Versioning & packaging constraints (carried over from the #1902/#1903/#1904 lessons and scripts/audit-plugin-packages.mjs)

  • The plugin pins dspy.ts as a normal dependencies entry (it is published, so this is fine) and pins it to a ^-range against a published version.
  • @claude-flow/* references in the plugin's package.json are peerDependenciesMeta.optional with >=X.Y.Z-0 ranges (so prerelease publishes resolve).
  • exports / main / module must point at files the build actually emits — the plugin-package-audit CI job (check D) will enforce this.
  • Listed in the IPFS plugin registry with the correct published version; discovery.ts demoPluginRegistry fallback kept in sync.

Consequences

Positive

  • New capability with low integration cost. Prompt-program optimization is a genuine gap; dspy.ts is AgentDB-native, so there is no impedance mismatch on storage, caching, or learning.
  • Fits the "self-learning" narrative. Compiled-then-warm-started modules are a concrete, demonstrable form of self-improvement that complements (rather than duplicates) the ambient intelligence loop.
  • Typed LM contracts. Signatures give agent authors a way to declare input/output shapes that are validated — a step toward less "free-text prompt as the only artifact".
  • Dogfoods the plugin packaging guard. A new plugin built after scripts/audit-plugin-packages.mjs lands is a clean test of whether the guard actually prevents the #1902/#1903/#1904 class for greenfield plugins.
  • First-party, MIT, same author. No third-party licensing or maintenance-risk concerns; the package and ruflo move together.

Negative

  • Conceptual-overlap maintenance burden.

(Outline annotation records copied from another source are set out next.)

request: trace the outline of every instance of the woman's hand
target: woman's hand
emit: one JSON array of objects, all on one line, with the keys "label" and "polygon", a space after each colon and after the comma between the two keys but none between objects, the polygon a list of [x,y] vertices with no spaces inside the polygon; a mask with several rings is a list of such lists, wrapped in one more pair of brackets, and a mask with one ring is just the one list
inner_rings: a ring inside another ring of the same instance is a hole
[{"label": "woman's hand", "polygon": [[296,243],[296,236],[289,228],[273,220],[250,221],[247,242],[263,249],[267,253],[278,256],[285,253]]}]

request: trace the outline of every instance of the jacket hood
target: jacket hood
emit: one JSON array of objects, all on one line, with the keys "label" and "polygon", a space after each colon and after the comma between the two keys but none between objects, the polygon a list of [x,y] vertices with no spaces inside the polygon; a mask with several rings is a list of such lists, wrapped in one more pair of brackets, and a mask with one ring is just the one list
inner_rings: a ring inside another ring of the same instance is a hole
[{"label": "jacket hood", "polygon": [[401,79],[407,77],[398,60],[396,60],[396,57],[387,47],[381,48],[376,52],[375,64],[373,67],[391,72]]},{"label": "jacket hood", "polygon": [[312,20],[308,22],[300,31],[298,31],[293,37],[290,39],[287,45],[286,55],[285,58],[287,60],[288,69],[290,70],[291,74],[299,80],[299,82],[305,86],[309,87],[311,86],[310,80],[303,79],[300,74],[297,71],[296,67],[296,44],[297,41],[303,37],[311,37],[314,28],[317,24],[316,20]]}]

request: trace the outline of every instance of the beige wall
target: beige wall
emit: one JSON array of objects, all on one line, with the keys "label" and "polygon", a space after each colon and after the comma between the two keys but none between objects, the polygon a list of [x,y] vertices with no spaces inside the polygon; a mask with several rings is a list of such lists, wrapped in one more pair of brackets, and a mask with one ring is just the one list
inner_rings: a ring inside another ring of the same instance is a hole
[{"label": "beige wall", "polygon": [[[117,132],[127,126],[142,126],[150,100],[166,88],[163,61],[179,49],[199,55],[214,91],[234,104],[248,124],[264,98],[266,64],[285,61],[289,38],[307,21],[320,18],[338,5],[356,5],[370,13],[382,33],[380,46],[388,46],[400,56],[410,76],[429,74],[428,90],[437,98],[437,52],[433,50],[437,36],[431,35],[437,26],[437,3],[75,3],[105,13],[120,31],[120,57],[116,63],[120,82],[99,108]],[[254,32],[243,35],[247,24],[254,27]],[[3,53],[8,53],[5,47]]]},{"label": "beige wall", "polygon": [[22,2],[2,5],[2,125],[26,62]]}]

Keeping the DSPy/intelligence boundary sharp is ongoing work — code review must reject PRs that drift the plugin toward re-implementing the intelligence pipeline, and tool descriptions must keep disambiguating dspy_run vs agent_execute, dspy_module_load vs memory_retrieve (ADR-112).
  • Another package to keep version-aligned with the agentdb line (if dspy.ts and ruflo pin different agentdb majors, the shared-handle story breaks). Mitigated by both being first-party.
  • compile() has real cost. Optimizers make many LM calls. The opt-in hook and the /dspy skill must surface estimated cost before running, and compile() results must be cached aggressively (it already supports a fuzzy AgentDB cache via CachingLM).
  • Surface-area creep. ~7 new MCP tools on top of ~285 — every one needs an ADR-112-compliant description or it just adds noise.

Neutral

  • The plugin is opt-in; users who don't install it see no change. The "is this worth it?" bet is therefore low-downside — worst case, an unused plugin in the registry.
  • DSPy is a well-known paradigm (Stanford origin); adopting the TS port is following an external standard rather than inventing one.
  • This ADR records the decision to build; the plugin's own internal design (exact module bridging, hook semantics, namespace layout) is left to a follow-up implementation PR and may produce a sub-ADR if non-obvious trade-offs arise.
  • dspy.tshttps://github.com/ruvnet/dspy.ts · https://www.npmjs.com/package/dspy.ts
  • Stanford DSPy — https://github.com/stanfordnlp/dspy
  • ADR-026 — 3-tier model routing (the routing layer DSPy modules would call through)
  • ADR-098 — plugin capability sync + token/performance/intelligence optimization (how a dspy plugin advertises its capabilities; complements rather than overlaps the intelligence optimizer)
  • ADR-112 — MCP tool discoverability (every new dspy_* tool description must comply)
  • ADR-G008 — optimizer promotion rule, "win twice to promote" (bears directly on when a DSPy-compile()'d module is allowed to replace the current one; reuse this rule rather than inventing a DSPy-specific one)
  • ADR-G009 — headless testing harness, Claude Code as the evaluator (the natural way to run dspy_eval / compile() metrics that need a judging LM)
  • scripts/audit-plugin-packages.mjs — plugin packaging guard the @claude-flow/plugin-dspy package must pass (#1902/#1903/#1904)

Causal edges (AgentDB): ADR-114 depends-on ADR-G008 (promotion semantics), ADR-114 depends-on ADR-G009 (eval harness), ADR-114 relates-to ADR-098 (capability registration), ADR-114 relates-to ADR-026 / ADR-112 (must comply).